La présidente de la Commission part surtout en laissant en héritage un bilan calamiteux. Au bout de ses quatre années de fonction, elle n’aura jamais tenu sa promesse de campagne de rétablir le leadership de l’UA dans la résolution des crises africaines : Sahel, RDC, Libye, Centrafrique, Somalie.

Impostures

A lui seul, l’exemple du Burundi, où l’UA a été incapable de déployer des troupes, témoigne à merveille de son échec. Nkosazana Dlamini-Zuma n’aura pas non plus réussi à garantir une meilleure efficacité au fonctionnement interne de la Commission, en la délestant de ses lourdeurs bureaucratiques. Elle aura, en revanche, réussi la prouesse de taire la voix de l’Afrique sur les élections présidentielles controversées au Niger, à Djibouti, au Congo-Brazzaville, au Tchad, au Gabon.

Pourtant, bien plus qu’à la présidente sortante de sa Commission, l’UA doit s’en prendre à elle-même.

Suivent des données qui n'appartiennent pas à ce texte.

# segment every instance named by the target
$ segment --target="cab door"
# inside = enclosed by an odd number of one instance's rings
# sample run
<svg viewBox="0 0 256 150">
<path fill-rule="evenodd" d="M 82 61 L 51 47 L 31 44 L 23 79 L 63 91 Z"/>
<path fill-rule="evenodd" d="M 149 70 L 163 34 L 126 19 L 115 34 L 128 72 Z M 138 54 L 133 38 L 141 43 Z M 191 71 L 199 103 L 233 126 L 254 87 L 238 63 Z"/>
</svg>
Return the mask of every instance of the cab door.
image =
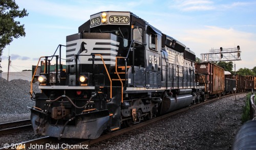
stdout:
<svg viewBox="0 0 256 150">
<path fill-rule="evenodd" d="M 137 19 L 132 24 L 132 38 L 135 41 L 132 52 L 133 85 L 145 87 L 145 23 Z"/>
</svg>

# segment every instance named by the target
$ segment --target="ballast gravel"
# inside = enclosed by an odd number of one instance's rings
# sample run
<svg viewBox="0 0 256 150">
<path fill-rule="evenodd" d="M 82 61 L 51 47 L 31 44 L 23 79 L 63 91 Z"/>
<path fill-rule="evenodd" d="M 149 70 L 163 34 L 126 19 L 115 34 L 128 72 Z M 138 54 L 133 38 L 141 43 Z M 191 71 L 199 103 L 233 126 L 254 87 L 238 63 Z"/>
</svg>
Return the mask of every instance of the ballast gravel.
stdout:
<svg viewBox="0 0 256 150">
<path fill-rule="evenodd" d="M 38 83 L 34 91 L 40 92 Z M 30 82 L 0 78 L 0 123 L 30 118 Z M 99 143 L 89 149 L 229 149 L 241 124 L 246 94 L 221 98 L 189 109 Z M 33 133 L 0 137 L 0 147 L 7 142 L 20 142 L 37 137 Z M 22 139 L 22 140 L 21 140 Z M 11 142 L 10 142 L 11 141 Z"/>
<path fill-rule="evenodd" d="M 90 149 L 230 149 L 246 94 L 221 98 L 91 145 Z"/>
<path fill-rule="evenodd" d="M 22 79 L 7 81 L 0 77 L 0 123 L 29 118 L 27 106 L 34 105 L 30 98 L 30 82 Z M 40 92 L 38 83 L 33 83 L 33 91 Z"/>
</svg>

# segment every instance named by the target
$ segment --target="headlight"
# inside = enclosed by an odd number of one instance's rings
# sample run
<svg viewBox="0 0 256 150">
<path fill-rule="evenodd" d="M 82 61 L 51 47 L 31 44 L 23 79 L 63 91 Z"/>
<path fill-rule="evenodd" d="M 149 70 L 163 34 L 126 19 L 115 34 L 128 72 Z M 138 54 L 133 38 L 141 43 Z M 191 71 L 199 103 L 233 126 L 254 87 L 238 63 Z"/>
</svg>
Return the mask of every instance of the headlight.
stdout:
<svg viewBox="0 0 256 150">
<path fill-rule="evenodd" d="M 81 75 L 79 77 L 79 81 L 82 83 L 84 83 L 88 80 L 88 78 L 84 75 Z"/>
<path fill-rule="evenodd" d="M 101 17 L 102 17 L 102 18 L 101 19 L 101 23 L 103 24 L 106 24 L 108 23 L 108 20 L 106 20 L 107 15 L 108 14 L 105 12 L 102 12 L 102 13 L 101 13 Z"/>
<path fill-rule="evenodd" d="M 101 19 L 101 23 L 102 23 L 103 24 L 106 24 L 106 22 L 107 22 L 107 20 L 106 20 L 106 18 L 103 18 Z"/>
<path fill-rule="evenodd" d="M 101 17 L 102 18 L 105 18 L 105 17 L 106 17 L 106 15 L 107 15 L 106 13 L 105 12 L 102 12 L 102 13 L 101 14 Z"/>
<path fill-rule="evenodd" d="M 45 83 L 46 82 L 46 77 L 45 75 L 39 75 L 37 80 L 40 83 Z"/>
</svg>

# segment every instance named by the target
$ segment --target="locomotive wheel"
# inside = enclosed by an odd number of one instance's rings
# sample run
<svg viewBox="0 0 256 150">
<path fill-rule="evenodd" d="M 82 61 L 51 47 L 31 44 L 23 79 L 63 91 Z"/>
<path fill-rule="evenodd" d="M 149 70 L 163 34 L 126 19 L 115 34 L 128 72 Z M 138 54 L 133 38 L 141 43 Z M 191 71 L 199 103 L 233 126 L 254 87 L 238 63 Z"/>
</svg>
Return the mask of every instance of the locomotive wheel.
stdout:
<svg viewBox="0 0 256 150">
<path fill-rule="evenodd" d="M 124 121 L 124 125 L 126 127 L 131 127 L 133 125 L 133 122 L 132 121 L 132 119 L 128 119 Z"/>
</svg>

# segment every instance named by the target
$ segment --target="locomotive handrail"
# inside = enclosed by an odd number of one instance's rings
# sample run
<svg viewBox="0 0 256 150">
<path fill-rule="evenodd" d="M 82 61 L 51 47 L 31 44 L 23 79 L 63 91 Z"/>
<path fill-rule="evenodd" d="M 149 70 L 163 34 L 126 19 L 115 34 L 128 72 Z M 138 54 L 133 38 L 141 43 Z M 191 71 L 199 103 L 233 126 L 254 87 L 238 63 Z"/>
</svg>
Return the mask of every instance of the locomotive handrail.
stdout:
<svg viewBox="0 0 256 150">
<path fill-rule="evenodd" d="M 117 72 L 117 58 L 124 58 L 125 59 L 125 61 L 126 61 L 126 58 L 123 57 L 116 57 L 116 74 L 117 75 L 117 76 L 118 77 L 118 78 L 119 79 L 120 82 L 121 82 L 121 102 L 123 103 L 123 82 L 122 81 L 122 80 L 121 79 L 121 78 L 120 77 L 119 74 L 118 72 Z M 124 69 L 125 70 L 125 79 L 124 80 L 125 82 L 126 81 L 126 65 L 125 63 L 125 66 L 124 67 Z"/>
<path fill-rule="evenodd" d="M 105 70 L 106 70 L 106 73 L 108 74 L 108 76 L 109 76 L 109 79 L 110 81 L 110 101 L 112 99 L 112 80 L 111 80 L 111 78 L 110 77 L 110 74 L 109 73 L 109 71 L 106 69 L 106 65 L 105 65 L 105 62 L 103 59 L 102 56 L 100 54 L 95 54 L 95 56 L 99 56 L 101 58 L 101 60 L 102 61 L 103 64 L 104 65 L 104 67 L 105 68 Z"/>
</svg>

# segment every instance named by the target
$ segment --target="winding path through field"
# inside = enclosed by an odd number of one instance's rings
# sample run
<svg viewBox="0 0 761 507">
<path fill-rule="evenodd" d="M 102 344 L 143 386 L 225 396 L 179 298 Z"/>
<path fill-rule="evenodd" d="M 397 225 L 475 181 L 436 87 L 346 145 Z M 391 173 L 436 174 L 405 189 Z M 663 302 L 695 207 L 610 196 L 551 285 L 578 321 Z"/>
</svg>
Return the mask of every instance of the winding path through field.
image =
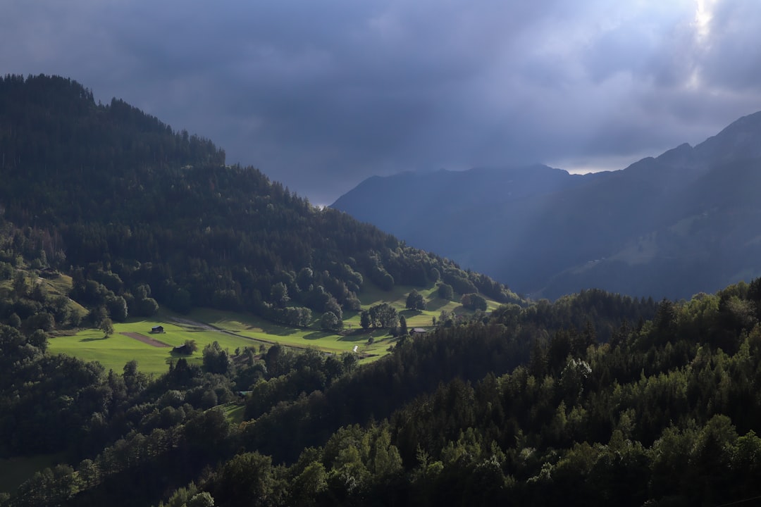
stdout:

Car, en choisissant de privilégier, à la différence de l’ONU et de l’Union européenne, des critères autres que la compétence lors de la désignation du président de sa Commission, elle ouvre la voie à toutes sortes d’impostures. Celle de Nkosazana Dlamini-Zuma en 2012 en fut une.

Seidik Abba, journaliste et écrivain, auteur de Niger : la junte militaire et ses dix affaires secrètes, (2010-2011), L’Harmattan, 2013.